Jancovici croissance zéro dépendance énergétique

Les dirigeants successifs calquent leurs prévisions de croissance sur des modèles économiques dépourvus de considérations énergétiques.

        « Celui qui croit à une croissance exponentielle infinie dans un monde fini est soit un fou, soit un économiste ». La citation bien connue, de l’économiste Kenneth Boulding, vient rappeler aux apologistes de la croissance économique qu’il est inévitable de finir par en observer son déclin. Après Nicolas Sarkozy, c’est François Hollande qui se heurte à l’impossibilité de relancer la croissance. Fébrilité politique ? Jean Marc Jancovici, climatologue et enseignant en Ecole d’ingénieur, livre une justification scientifique d’une croissance nulle, ou condamnée à des séries de récessions et de petits rebonds, en Europe.

        Lors de son intervention face à l’assemblée nationale le 6 février 2013, Jean marc Jancovici a, à la fois surpris puis décontenancé son auditoire. Reconnu pour ses nombreuses conférences fournies en études scientifiques, l’enseignant des Mines de Paris voit en la baisse de l’approvisionnement en gaz et en pétrole en Europe depuis 2006 un signal durable à leur faible croissance.

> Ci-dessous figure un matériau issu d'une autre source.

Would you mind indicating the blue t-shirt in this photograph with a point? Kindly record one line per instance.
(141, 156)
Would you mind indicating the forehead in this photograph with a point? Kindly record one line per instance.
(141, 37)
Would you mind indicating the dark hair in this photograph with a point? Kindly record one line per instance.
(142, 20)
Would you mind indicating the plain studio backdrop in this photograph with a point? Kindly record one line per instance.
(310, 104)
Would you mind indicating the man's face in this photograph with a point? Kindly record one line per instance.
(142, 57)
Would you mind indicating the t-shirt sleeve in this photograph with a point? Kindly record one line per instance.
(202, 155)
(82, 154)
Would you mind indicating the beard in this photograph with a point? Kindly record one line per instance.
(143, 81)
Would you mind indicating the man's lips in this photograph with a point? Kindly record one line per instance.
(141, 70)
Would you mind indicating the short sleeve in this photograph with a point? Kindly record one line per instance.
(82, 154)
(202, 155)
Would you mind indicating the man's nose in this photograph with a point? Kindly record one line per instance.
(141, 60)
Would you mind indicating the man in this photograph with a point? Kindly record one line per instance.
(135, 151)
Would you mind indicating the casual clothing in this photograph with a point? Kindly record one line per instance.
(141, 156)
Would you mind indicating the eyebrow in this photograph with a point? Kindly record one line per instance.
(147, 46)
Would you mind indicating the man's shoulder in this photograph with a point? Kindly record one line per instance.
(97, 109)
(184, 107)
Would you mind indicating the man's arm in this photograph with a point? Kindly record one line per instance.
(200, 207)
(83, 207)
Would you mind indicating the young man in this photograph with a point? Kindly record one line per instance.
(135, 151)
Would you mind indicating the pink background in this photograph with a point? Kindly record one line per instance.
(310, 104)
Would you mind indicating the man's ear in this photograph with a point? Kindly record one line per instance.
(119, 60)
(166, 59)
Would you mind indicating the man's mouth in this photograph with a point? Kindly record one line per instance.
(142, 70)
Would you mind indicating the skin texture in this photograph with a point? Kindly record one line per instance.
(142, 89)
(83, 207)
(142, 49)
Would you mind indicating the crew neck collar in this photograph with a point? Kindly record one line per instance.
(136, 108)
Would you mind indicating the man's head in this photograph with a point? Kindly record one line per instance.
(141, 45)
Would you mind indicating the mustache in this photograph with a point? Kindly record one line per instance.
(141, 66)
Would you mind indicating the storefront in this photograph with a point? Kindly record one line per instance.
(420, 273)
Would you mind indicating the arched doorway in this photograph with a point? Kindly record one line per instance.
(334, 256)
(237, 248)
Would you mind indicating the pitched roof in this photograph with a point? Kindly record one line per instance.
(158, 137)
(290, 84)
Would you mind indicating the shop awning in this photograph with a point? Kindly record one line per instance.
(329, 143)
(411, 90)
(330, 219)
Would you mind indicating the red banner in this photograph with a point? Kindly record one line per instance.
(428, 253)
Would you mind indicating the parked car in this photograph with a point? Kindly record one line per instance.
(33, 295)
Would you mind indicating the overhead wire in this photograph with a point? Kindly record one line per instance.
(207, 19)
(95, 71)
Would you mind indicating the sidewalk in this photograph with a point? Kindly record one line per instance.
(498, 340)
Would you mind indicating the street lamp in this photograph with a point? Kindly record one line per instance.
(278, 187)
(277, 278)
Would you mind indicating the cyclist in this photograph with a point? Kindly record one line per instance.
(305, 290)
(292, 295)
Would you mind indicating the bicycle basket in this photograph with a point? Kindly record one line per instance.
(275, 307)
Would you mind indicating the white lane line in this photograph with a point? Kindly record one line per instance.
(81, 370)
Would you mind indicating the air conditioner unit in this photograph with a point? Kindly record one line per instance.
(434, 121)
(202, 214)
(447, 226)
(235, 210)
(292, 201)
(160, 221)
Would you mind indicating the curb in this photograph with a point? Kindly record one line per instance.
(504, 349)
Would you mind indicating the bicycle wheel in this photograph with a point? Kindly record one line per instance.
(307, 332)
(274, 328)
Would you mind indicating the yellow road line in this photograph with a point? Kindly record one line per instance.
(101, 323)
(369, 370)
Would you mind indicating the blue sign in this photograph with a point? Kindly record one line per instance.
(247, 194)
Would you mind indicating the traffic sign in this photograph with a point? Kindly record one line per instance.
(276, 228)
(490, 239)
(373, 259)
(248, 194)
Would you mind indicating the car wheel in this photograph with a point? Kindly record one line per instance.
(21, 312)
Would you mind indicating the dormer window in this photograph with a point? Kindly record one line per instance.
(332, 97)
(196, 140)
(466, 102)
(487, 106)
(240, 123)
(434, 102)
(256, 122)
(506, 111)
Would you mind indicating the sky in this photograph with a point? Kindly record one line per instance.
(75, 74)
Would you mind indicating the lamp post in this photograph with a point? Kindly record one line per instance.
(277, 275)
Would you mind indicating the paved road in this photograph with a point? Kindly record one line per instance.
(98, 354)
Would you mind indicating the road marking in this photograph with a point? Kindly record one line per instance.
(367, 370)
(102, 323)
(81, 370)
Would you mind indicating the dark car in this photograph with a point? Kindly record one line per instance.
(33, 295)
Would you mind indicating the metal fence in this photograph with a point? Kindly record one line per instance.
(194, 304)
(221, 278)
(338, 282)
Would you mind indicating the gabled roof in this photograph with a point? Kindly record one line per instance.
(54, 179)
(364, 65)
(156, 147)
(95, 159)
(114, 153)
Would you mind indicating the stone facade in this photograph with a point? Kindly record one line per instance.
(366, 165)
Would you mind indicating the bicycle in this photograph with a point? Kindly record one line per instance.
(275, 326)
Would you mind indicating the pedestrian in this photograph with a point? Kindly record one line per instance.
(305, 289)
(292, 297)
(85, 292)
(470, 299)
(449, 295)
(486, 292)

« Dis-moi combien d’énergie tu consommes, je te dirai quelle est ta croissance »

        Pour comprendre les démonstrations de Jean Marc Jancovici, il faut envisager le concept d’énergie dans notre système économique. Le plus concrètement possible, l’énergie est ce qui sert à élever une température, déplacer un objet, ou encore en modifier sa forme. Elle est à la base de tout dans le système économique : construction du moindre appareil, de gratte-ciel, transport, nourriture, etc. Le climatologue précise que le terme « production d’énergie » n’a pas de sens, puisque l’être humain ne produit pas d’énergie, il ne fait que l’extraire : celle présente dans le pétrole, une énergie stockée sous terre depuis des millions d’années, celle des noyaux d’uranium, du bois, des rayons du soleil ou encore du vent. Ainsi, il est facile de faire le lien entre consommation d’énergie et PIB, chaque richesse produite ayant obligatoirement nécessité un montant important d’énergie.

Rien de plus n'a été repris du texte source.